Written for the Act Up San Francisco 25th Reunion




By Sean McShee

When I first began to get involved in HIV activism, I thought it could keep my friends alive. Neither my friends from before HIV, nor many of the new friends I made through HIV activism, however, lived long enough to benefit from anti-retrovirals.

I want to remember those people who help to build the pre-ACT-UP momentum in San Francisco. Bobbi Campbell, aka Sister Florence Nightmare, had the honor of being the first out person with AIDS in San Francisco. Dan Turner and Bobbi Campbell helped to write the Denver Principles. If you are not familiar with the Denver Principles, please look them up on Wikipedia.

In the middle 80s, LGBT anti-war activists, the more activist types from the Democratic Clubs, and other unaffiliated people began to talk about HIV activism. It may have helped that Hank Wilson and I had adjoining lockers at the Y. We had known each other since Bay Area Gay Liberation (BAGL) and our conversations naturally drifted to politics in between cases of “locker room eyes”. I was in an affinity group resisting Reagan’s Wars, and Hank was, well, Hank.

Ed Wyre, John Ashby, Kate Raphael, and I began to do civil disobedience trainings. Eileen Hansen became involved. Keith Griffith, Terry Beswick, John Belskus, Frank Rich, and others came to the trainings and promptly began civil disobedience. At some point, the people we had trained and others like Steve Russel, and Randy W. began the ARC/AIDS vigil as an act of civil disobedience, expecting the SFPD to arrest them. They kept that vigil going for years. We began to set up the AIDS Action Pledge, modeled on the anti-war Pledge of Resistance. Sometime in 1988, the AIDS Action Pledge changed its name in 1988 to ACT UP San Francisco.

I’m sure I’m forgetting some people, but, unfortunately, once you dry-out, you can no longer blame a faulty memory on an alcoholic black-out., just a bad memory for names, and a LGBT cultural preference for never using last names.

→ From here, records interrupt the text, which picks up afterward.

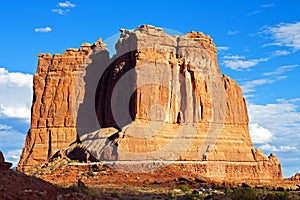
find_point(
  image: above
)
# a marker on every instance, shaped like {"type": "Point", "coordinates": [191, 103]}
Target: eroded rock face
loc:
{"type": "Point", "coordinates": [161, 97]}
{"type": "Point", "coordinates": [4, 165]}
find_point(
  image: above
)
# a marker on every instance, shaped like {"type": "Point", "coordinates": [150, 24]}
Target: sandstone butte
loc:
{"type": "Point", "coordinates": [160, 98]}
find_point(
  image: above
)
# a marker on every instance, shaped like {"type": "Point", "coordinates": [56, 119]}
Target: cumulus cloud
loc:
{"type": "Point", "coordinates": [262, 8]}
{"type": "Point", "coordinates": [281, 53]}
{"type": "Point", "coordinates": [284, 34]}
{"type": "Point", "coordinates": [232, 32]}
{"type": "Point", "coordinates": [267, 5]}
{"type": "Point", "coordinates": [63, 7]}
{"type": "Point", "coordinates": [272, 148]}
{"type": "Point", "coordinates": [43, 29]}
{"type": "Point", "coordinates": [17, 87]}
{"type": "Point", "coordinates": [223, 48]}
{"type": "Point", "coordinates": [259, 134]}
{"type": "Point", "coordinates": [13, 156]}
{"type": "Point", "coordinates": [269, 77]}
{"type": "Point", "coordinates": [60, 11]}
{"type": "Point", "coordinates": [281, 70]}
{"type": "Point", "coordinates": [66, 4]}
{"type": "Point", "coordinates": [239, 63]}
{"type": "Point", "coordinates": [282, 119]}
{"type": "Point", "coordinates": [4, 127]}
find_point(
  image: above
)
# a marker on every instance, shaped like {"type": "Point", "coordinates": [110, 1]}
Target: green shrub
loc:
{"type": "Point", "coordinates": [244, 193]}
{"type": "Point", "coordinates": [184, 188]}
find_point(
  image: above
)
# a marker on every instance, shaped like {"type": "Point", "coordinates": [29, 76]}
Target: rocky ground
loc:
{"type": "Point", "coordinates": [16, 185]}
{"type": "Point", "coordinates": [83, 181]}
{"type": "Point", "coordinates": [67, 179]}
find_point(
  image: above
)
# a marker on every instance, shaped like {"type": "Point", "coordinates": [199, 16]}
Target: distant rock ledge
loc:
{"type": "Point", "coordinates": [160, 98]}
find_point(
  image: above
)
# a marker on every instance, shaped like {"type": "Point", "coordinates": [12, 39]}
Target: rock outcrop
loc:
{"type": "Point", "coordinates": [4, 165]}
{"type": "Point", "coordinates": [160, 98]}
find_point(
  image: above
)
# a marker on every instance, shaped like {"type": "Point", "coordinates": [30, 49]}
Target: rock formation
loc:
{"type": "Point", "coordinates": [4, 165]}
{"type": "Point", "coordinates": [160, 98]}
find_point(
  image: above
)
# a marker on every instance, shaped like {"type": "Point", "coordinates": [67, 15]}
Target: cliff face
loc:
{"type": "Point", "coordinates": [160, 98]}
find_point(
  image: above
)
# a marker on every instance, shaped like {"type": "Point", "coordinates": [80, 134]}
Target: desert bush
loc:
{"type": "Point", "coordinates": [245, 194]}
{"type": "Point", "coordinates": [184, 188]}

Right after the ACT UP split, I moved into Hank’s building. We began to help each other in that other deathwatch of the 80s and 90s – that of our aging parents. Each of us took care of the other’s apartment when he had to go and do long distance elder care.

When HIV first hit, I had both a family of choice and a family of origin. Now, I have neither. When HIV first hit, we had activism and hope, as well as fear. Now, I am not sure what we have. Maybe the death toll was just too high and the burnout too severe.
One of the reasons I left San Francisco was that I kept seeing ghosts. I can no longer do activism. Now I write for South Florida Gay News, mainly on HIV, and do consulting. Watching the news one night late last summer, I heard that people in Fergusson were doing die-ins. Life goes on, but it always changes. La lucha continua. (The struggle continues).